Às vésperas da estreia do Brasil na Copa do Mundo diante do Marrocos, o defensor Danilo se prepara para disputar o terceiro Mundial da carreira em uma condição diferente daquela imaginada quando iniciou sua trajetória na Seleção Brasileira. Convocado por Carlo Ancelotti e cotado para começar a competição como titular na lateral direita, o jogador de 34 anos chega ao torneio respaldado por 70 partidas com a camisa da Seleção e por uma trajetória marcada por experiência, lesões, aprendizados e liderança dentro dos grupos que integrou.
Titular nas Copas de 2018 e 2022, Danilo viveu momentos distintos nos dois torneios. Na Rússia, uma lesão o tirou das quartas de final contra a Bélgica. No Catar, participou da campanha interrompida pela Croácia. Ao todo, soma apenas quatro partidas e 372 minutos em Mundiais. Agora, beneficiado pelas ausências de Éder Militão e Wesley, o atleta vê a oportunidade de disputar uma nova Copa sob uma perspectiva mais madura. Segundo ele, a expectativa inicial era participar das edições de 2014, 2018 e 2022, consideradas por ele os anos de maior rendimento físico da carreira. A presença em 2026, contudo, ganhou outro significado. “Foi uma jornada maravilhosa. Poder participar desta terceira me faz pensar o quanto o tempo é importante na vida”, afirmou.

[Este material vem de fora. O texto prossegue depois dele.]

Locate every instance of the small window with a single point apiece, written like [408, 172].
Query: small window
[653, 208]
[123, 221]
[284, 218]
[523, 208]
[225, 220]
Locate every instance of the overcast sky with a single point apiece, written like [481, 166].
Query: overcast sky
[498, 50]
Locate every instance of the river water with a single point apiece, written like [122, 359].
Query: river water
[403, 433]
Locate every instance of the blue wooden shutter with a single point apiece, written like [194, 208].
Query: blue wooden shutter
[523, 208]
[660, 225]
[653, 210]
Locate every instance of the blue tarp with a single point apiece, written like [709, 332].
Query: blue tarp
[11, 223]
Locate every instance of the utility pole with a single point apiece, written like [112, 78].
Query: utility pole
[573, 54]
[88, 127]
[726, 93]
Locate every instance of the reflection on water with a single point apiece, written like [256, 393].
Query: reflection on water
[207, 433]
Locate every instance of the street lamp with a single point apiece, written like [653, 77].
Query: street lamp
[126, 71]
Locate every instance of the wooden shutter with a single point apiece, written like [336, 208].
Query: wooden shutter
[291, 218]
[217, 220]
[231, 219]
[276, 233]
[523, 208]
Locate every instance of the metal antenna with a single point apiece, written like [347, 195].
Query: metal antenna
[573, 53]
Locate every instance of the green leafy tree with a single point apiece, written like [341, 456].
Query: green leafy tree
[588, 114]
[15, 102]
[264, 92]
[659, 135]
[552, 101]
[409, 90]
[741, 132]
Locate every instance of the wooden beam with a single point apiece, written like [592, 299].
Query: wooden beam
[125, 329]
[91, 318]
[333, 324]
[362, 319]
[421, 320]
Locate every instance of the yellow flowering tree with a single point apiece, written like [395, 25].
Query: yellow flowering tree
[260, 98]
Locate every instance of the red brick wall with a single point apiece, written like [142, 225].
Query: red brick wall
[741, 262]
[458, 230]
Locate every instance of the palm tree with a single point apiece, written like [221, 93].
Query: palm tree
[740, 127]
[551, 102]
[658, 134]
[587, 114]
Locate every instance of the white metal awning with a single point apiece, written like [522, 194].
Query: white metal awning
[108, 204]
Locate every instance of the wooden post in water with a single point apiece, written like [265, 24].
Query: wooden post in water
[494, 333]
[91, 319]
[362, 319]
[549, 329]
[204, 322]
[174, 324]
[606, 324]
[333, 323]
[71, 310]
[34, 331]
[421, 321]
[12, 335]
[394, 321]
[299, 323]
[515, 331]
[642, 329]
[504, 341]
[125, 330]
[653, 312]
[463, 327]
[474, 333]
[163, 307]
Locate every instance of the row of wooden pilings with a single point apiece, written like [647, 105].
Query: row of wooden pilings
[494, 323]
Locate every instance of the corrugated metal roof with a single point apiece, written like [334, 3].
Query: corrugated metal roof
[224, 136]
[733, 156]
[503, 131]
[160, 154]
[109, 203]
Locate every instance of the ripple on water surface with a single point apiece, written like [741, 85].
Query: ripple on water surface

A convocação para o Mundial também reacendeu questionamentos sobre sua permanência entre os escolhidos da Seleção. Danilo admite compreender as dúvidas de parte dos torcedores, mas argumenta que o futebol atual exige uma visão mais ampla sobre a composição de um elenco. Para o defensor, a lógica que associa convocação apenas ao status de principal jogador do clube já não reflete a realidade das grandes equipes. “Cabe a mim trabalhar, demonstrar importância, responder em campo e tentar ganhar. Quando se ganha, todas as dúvidas e contestações são sanadas”, disse. O jogador acrescenta que provavelmente teria a mesma percepção se estivesse do outro lado, sem acesso aos bastidores que influenciam as decisões técnicas.
A relação construída com Carlo Ancelotti é apontada por Danilo como um dos fatores que ajudam a explicar sua permanência no grupo. O atleta revelou que descobriu a convocação após receber mensagens de parabéns no celular e contou que o treinador italiano confirmou pessoalmente sua presença na lista. Segundo ele, a confiança do comandante representa o reconhecimento de um trabalho que nem sempre é perceptível para quem acompanha apenas os jogos. “O Mister me falou: ‘Começaram a falar um monte de coisa, eu disse que você ia e pronto’”, relatou. Para Danilo, a postura de Ancelotti reflete a valorização de aspectos que vão além do desempenho individual dentro de campo.
Ao projetar a campanha brasileira, o defensor vê motivos para acreditar no potencial da equipe. Ele cita a presença de atletas que atuam entre os principais clubes do mundo, como Vinícius Júnior, Raphinha, Bruno Guimarães, Marquinhos e Gabriel Magalhães, além da experiência de um treinador acostumado a vencer em grandes competições. Internamente, afirma que o grupo busca concentrar esforços na organização dos processos, na preparação diária e na construção de um ambiente voltado exclusivamente para o desempenho esportivo.
Danilo também defende que o futebol brasileiro encontre um ponto de equilíbrio entre o pragmatismo europeu e as características históricas do jogo nacional. Na avaliação do jogador, o país passou anos confiando apenas no talento individual e, posteriormente, tentou reproduzir modelos estrangeiros de maneira excessiva. O caminho para voltar a competir em alto nível, segundo ele, passa por combinar disciplina tática, competitividade e criatividade. “O segredo é encontrar um equilíbrio do critério europeu, do pragmatismo europeu, mas também com o jogo bonito, a alegria, a inventividade do jogador brasileiro para vencer”, afirmou.
Caso seja confirmado entre os titulares na estreia contra o Marrocos, Danilo se juntará a Alisson Becker e Casemiro como os únicos remanescentes que iniciarão uma terceira Copa do Mundo consecutiva pelo Brasil. Mais do que a chance de ampliar estatísticas, o defensor vê no torneio a oportunidade de ressignificar experiências passadas e consolidar o papel de liderança que assumiu dentro da Seleção. “Chego no melhor momento mental possível para colaborar para a posição”, resumiu.